By Doni Glover, Publisher
I Am Black Wall Street
Unapologetically Black: Doni Glover Autobiography
Thursdays at Midnight on WEAA 88.9 FM

(BALTIMORE – November 29, 2021) – I’m not sure whose fault it is. I’m also not sure if someone has played a very cruel joke on Baltimore. But while there’s plenty of blame to go around, one thing is for sure: Baltimore is more violent and has more brazen criminality than ever before in my 56 years of living here.

Something has gone terribly awry, and not a soul claims ownership of the problem. Instead, we hear a ton of deflection and finger-pointing.

People in the community could care less about politics. They just want to be able to go and come without being harassed by drug dealers and not having someone break into their house while they are away.

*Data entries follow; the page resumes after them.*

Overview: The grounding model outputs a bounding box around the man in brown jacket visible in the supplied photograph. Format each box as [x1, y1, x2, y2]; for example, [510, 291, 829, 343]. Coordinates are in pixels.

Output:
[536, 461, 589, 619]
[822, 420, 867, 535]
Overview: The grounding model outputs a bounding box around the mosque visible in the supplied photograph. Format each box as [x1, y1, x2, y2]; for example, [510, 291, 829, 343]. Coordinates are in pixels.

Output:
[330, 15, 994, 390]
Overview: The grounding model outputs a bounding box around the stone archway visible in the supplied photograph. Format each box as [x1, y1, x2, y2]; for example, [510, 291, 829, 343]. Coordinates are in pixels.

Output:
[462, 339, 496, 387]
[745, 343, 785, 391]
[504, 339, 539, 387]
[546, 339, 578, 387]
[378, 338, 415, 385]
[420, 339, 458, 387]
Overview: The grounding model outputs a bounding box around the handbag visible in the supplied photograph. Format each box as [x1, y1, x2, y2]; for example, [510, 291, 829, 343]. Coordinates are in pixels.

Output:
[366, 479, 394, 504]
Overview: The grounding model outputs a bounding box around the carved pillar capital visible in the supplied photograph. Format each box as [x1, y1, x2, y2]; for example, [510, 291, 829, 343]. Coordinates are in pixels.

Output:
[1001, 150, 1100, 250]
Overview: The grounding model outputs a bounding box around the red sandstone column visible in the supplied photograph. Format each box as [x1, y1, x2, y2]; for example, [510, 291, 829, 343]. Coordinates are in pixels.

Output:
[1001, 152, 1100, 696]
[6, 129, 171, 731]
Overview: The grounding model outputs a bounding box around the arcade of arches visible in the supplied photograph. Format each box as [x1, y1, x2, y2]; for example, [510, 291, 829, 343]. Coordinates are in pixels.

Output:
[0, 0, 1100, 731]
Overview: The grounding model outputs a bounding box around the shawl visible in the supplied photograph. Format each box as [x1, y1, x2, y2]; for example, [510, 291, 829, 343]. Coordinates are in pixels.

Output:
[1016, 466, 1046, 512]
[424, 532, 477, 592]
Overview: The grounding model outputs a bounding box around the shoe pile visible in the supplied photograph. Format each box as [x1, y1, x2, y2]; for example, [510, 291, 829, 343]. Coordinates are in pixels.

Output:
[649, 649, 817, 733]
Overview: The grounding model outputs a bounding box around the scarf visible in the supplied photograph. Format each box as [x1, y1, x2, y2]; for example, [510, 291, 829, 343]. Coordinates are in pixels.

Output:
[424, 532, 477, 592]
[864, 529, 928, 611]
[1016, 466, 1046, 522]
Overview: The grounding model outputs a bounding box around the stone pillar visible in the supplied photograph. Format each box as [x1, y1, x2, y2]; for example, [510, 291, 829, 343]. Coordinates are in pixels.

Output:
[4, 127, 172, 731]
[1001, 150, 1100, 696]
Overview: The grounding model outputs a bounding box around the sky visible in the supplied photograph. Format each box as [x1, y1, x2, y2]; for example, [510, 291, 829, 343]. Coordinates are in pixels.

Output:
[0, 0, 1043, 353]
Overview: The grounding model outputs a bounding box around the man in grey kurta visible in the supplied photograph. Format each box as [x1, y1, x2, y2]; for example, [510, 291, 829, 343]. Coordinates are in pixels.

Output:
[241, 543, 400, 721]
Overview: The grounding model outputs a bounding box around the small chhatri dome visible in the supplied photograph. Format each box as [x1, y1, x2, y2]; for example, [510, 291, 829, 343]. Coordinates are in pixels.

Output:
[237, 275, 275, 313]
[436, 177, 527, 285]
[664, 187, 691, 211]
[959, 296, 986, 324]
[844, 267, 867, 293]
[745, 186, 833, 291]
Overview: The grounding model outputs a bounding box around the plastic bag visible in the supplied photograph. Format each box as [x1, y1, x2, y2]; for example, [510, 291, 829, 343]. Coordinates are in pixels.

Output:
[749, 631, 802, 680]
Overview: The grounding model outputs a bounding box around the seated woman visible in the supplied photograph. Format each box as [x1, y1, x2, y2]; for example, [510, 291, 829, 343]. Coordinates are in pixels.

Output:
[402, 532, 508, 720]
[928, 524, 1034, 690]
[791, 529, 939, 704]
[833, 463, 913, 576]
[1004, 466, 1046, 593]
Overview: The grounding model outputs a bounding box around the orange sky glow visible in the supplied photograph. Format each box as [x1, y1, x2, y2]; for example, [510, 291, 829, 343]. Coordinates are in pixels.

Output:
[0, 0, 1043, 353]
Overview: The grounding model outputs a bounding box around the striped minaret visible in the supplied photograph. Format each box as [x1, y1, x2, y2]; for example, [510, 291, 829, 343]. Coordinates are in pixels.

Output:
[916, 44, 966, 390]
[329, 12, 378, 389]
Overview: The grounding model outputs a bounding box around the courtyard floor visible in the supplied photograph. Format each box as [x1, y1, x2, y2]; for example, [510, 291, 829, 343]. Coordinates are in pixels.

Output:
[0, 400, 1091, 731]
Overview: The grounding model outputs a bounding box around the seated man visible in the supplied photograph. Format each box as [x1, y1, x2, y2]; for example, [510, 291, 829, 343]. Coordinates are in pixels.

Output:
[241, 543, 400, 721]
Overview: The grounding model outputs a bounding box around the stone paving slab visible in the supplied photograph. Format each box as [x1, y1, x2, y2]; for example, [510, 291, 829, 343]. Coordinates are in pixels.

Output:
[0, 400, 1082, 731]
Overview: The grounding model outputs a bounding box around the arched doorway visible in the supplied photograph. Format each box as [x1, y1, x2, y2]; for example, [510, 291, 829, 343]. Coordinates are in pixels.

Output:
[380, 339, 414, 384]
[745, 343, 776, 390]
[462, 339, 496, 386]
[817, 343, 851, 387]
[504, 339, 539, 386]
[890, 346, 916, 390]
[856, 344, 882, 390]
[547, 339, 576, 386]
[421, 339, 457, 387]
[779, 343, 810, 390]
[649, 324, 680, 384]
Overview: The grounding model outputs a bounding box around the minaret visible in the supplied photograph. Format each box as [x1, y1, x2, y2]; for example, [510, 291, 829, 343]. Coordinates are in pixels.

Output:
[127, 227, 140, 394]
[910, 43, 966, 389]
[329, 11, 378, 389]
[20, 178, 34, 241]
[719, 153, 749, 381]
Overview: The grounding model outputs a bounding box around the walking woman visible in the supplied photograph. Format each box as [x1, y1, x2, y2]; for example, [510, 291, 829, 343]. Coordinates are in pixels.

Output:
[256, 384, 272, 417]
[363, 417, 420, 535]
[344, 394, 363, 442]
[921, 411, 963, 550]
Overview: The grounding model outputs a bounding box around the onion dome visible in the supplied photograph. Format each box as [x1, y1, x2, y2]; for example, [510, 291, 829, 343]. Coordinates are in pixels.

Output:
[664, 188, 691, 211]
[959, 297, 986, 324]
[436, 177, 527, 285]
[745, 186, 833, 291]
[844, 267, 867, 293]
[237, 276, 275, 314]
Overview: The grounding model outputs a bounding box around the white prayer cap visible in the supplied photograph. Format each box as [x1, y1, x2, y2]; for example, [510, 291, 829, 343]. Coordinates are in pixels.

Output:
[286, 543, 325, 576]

Ever since Freddie Gray, all kinds of experts have exerted their authority over how we live in this city. I wonder where they live, quite frankly. I ask because if they did live here, their perspective would be quite different.

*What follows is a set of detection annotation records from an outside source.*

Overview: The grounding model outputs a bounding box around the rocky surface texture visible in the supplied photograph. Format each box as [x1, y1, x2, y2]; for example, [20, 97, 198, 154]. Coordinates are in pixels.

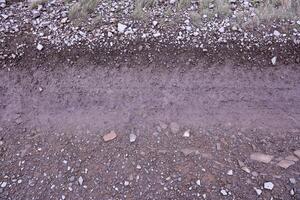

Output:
[0, 0, 300, 200]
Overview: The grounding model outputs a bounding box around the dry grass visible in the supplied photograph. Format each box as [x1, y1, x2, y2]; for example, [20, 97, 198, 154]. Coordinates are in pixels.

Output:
[30, 0, 48, 9]
[69, 0, 99, 20]
[256, 0, 300, 21]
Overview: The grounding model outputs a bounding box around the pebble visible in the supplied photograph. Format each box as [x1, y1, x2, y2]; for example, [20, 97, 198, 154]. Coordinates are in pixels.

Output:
[103, 131, 117, 142]
[277, 160, 295, 169]
[170, 122, 179, 134]
[183, 130, 191, 137]
[129, 133, 136, 143]
[271, 56, 277, 65]
[227, 170, 233, 176]
[264, 182, 274, 190]
[273, 30, 280, 37]
[219, 27, 225, 33]
[250, 153, 273, 163]
[220, 190, 228, 196]
[1, 182, 7, 188]
[294, 149, 300, 158]
[254, 187, 262, 196]
[78, 176, 83, 185]
[118, 23, 127, 33]
[36, 43, 44, 51]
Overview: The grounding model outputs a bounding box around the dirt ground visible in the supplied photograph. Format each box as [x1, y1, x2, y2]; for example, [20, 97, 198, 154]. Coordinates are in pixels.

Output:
[0, 54, 300, 200]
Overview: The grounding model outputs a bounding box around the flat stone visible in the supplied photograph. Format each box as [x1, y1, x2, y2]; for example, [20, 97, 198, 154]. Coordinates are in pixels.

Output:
[250, 153, 273, 163]
[129, 133, 136, 143]
[264, 182, 274, 190]
[253, 187, 262, 196]
[271, 56, 277, 65]
[170, 122, 179, 134]
[183, 130, 191, 137]
[277, 160, 295, 169]
[117, 23, 127, 33]
[294, 149, 300, 158]
[285, 155, 299, 162]
[103, 131, 117, 142]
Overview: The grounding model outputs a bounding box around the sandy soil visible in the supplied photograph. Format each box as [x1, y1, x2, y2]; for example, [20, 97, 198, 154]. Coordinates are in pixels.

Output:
[0, 51, 300, 199]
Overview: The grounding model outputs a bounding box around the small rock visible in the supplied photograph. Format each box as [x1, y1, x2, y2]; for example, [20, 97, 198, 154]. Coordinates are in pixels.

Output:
[129, 133, 136, 143]
[273, 30, 280, 37]
[103, 131, 117, 142]
[78, 176, 83, 185]
[264, 182, 274, 190]
[227, 170, 233, 176]
[289, 178, 296, 184]
[285, 155, 299, 162]
[170, 122, 179, 134]
[254, 187, 262, 196]
[60, 17, 68, 24]
[124, 181, 129, 186]
[220, 190, 228, 196]
[250, 153, 273, 163]
[117, 23, 127, 33]
[36, 43, 44, 51]
[277, 160, 295, 169]
[183, 130, 191, 137]
[271, 56, 277, 65]
[294, 149, 300, 158]
[219, 27, 225, 33]
[1, 182, 7, 188]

Going back to the early 1900s when Baltimore Mayor J. Barry Mahool, the Father of Segregation, was in charge, the segregation of Baltimore’s neighborhoods was the law of the day. How far have we come as a city to remedy the harm caused by decades of apartheid?

Question: Does the City of Baltimore pay the same kind of attention to Sandtown as it does Guilford? The answer is no. One is mostly Black and low to middle income, and the other is mostly white and much better off economically.

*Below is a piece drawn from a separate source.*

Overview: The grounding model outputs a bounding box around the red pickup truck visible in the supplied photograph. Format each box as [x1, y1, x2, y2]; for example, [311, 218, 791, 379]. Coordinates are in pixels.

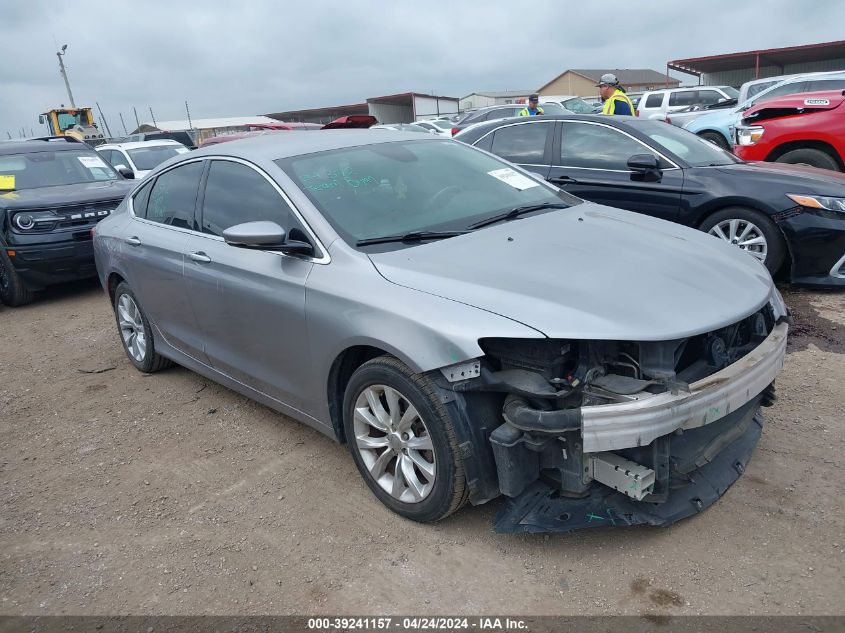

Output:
[734, 90, 845, 171]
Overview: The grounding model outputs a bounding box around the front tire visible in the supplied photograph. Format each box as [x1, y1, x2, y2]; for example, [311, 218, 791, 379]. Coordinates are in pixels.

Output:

Another question: If criminal activity was happening in both communities, which one will get more immediate attention? Guilford, hands down!

One remedy levied on the City police since the riots of 2015 was the Consent Decree. After the Freddie Gray Unrest, the Department of Justice stepped in and now the Baltimore Police Department has to undergo a re-training. This has resulted in a mindset among many cops that they won’t be as aggressive and pro-active as in years prior to the Consent Decree.

The truth is the cops have to go through a bunch of red tape just to stop a person from loitering.

While I was no fan of the Zero Tolerance mantra under then-Mayor Martin O’Malley, the Consent Decree has swung the pendulum completely in the other direction.

People say, ‘Oh, cops ought to keep doing their job.’

But then, on the other hand, the Baltimore City State’s Attorney states that her office is no longer prosecuting low-level crimes.

An old African proverb comes to mind, “When the elephants fight, it is the grass who suffers.” This means that when our leadership is not on the same page, it is the people in the community who have to live with such unwise decisions. For the record, I have ushered three white addicts and one Black addict out of vacant houses in Sandtown since Friday evening. Last weekend, there were two fires and one break-in in a 2-square block area. Again, the culprits were addicts getting high in vacants.

Through Zero Tolerance, people got locked up for sitting on their own steps. I was given a citation for propelling a bicycle in the city limits without a headlight. The way the cops pulled up on me, you would have thought I just knocked off an armored truck or something.

Today, it’s the complete opposite. People are shooting dope in public. People are breaking into vacants in broad daylight. Dealers are slinging in ear shot of police, touting their products in front of children and seniors. The level of respect we once had as a community is so far gone and so far removed, I don’t know if it will ever return. The Baltimore I grew up in is a totally different animal where politicians have not been very effective. Something has to change … and soon.